Microsoft released a security advisory as of yesterday altering customers of a serious vulnerability (CVE-2014-2779) discovered in the Microsoft antimalware engine found amongst a number of their products, including Windows Defender, Security essentials, and others. The vulnerability could lead to a denial of service and halt the malware protection from working.
Microsoft will be releasing a patch to their antimalware protection engine within the next 48 hours.
No known public exploits exist for the serious vulnerability, which was discovered and privately disclosed by Google engineer, Tavis Ormandy, a longtime bug bounty collector. Mircosoft said the disclosed exploit would be hard to utilize and a tool to exploit the software would be hard to craft and execute on the users machine.
“An attacker who successfully exploited this vulnerability could prevent the Microsoft Malware Protection Engine from monitoring affected systems until the specially crafted file is manually removed and the service is restarted,” Microsoft noted in its security advisory.

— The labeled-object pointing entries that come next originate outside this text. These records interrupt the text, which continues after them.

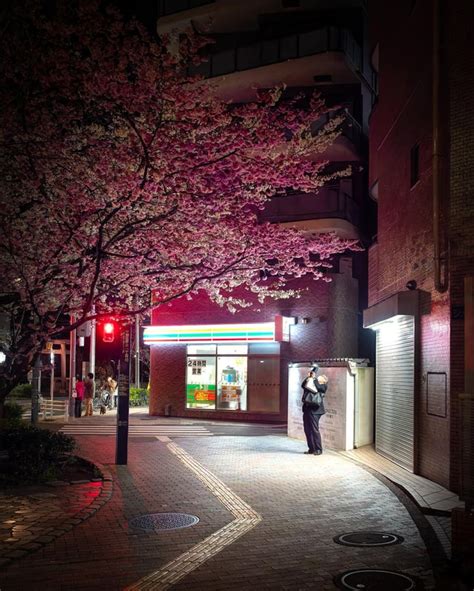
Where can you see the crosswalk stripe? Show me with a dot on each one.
(154, 434)
(139, 430)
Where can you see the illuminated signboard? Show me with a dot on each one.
(261, 332)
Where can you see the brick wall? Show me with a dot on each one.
(331, 331)
(460, 60)
(404, 249)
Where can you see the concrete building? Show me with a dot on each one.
(421, 267)
(206, 362)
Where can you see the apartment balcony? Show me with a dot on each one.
(330, 210)
(351, 145)
(328, 51)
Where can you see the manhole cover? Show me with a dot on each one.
(160, 521)
(368, 538)
(374, 580)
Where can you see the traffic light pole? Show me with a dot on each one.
(124, 368)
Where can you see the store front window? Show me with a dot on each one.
(201, 377)
(219, 376)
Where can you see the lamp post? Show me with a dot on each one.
(36, 390)
(123, 399)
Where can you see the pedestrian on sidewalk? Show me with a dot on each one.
(314, 389)
(80, 387)
(89, 393)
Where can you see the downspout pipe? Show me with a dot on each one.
(439, 160)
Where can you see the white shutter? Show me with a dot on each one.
(395, 374)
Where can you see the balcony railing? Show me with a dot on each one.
(166, 7)
(351, 128)
(270, 51)
(330, 202)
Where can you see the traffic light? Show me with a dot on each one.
(109, 332)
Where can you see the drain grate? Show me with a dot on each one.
(162, 521)
(368, 538)
(374, 580)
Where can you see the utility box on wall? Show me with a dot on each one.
(349, 402)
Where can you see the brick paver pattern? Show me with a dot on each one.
(303, 500)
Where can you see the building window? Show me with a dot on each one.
(414, 165)
(233, 377)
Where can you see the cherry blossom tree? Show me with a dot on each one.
(123, 176)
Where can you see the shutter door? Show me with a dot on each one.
(395, 373)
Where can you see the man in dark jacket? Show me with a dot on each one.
(312, 411)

If the antimalware engine is configured to perform real-time protection, it would automatically scan the crafted file causing the scan to timeout, if not, the exploit would be triggered during a manual scan and halt scanning.
Microsoft’s malware protection engine comes pre-installed throughout a number of Microsoft products, this includes server and endpoint versions of Windows Defender, Microsoft Security Essentials, Microsoft Malicious Software Removal Tool, Microsoft Forefront, along with nine other products. Thirteen products in total fell vulnerable to the malware engine exploit.
“Typically, no action is required of enterprise administrators or end users to install updates for the Microsoft Malware Protection Engine, because the built-in mechanism for the automatic detection and deployment of updates will apply the update within 48 hours of release,” Microsoft stated. “The exact time frame depends on the software used, Internet connection, and infrastructure configuration.”
Ormandy, the Google engineer has disclosed vulnerabilities in the past, some even publicly. Last July, Ormandy disclosed a critical vulnerability inside the Windows kernel, after Ormandy posted in the full disclosure list looking for help with a vulnerability uncovered, he called the company hostile towards security researchers on his personal blog.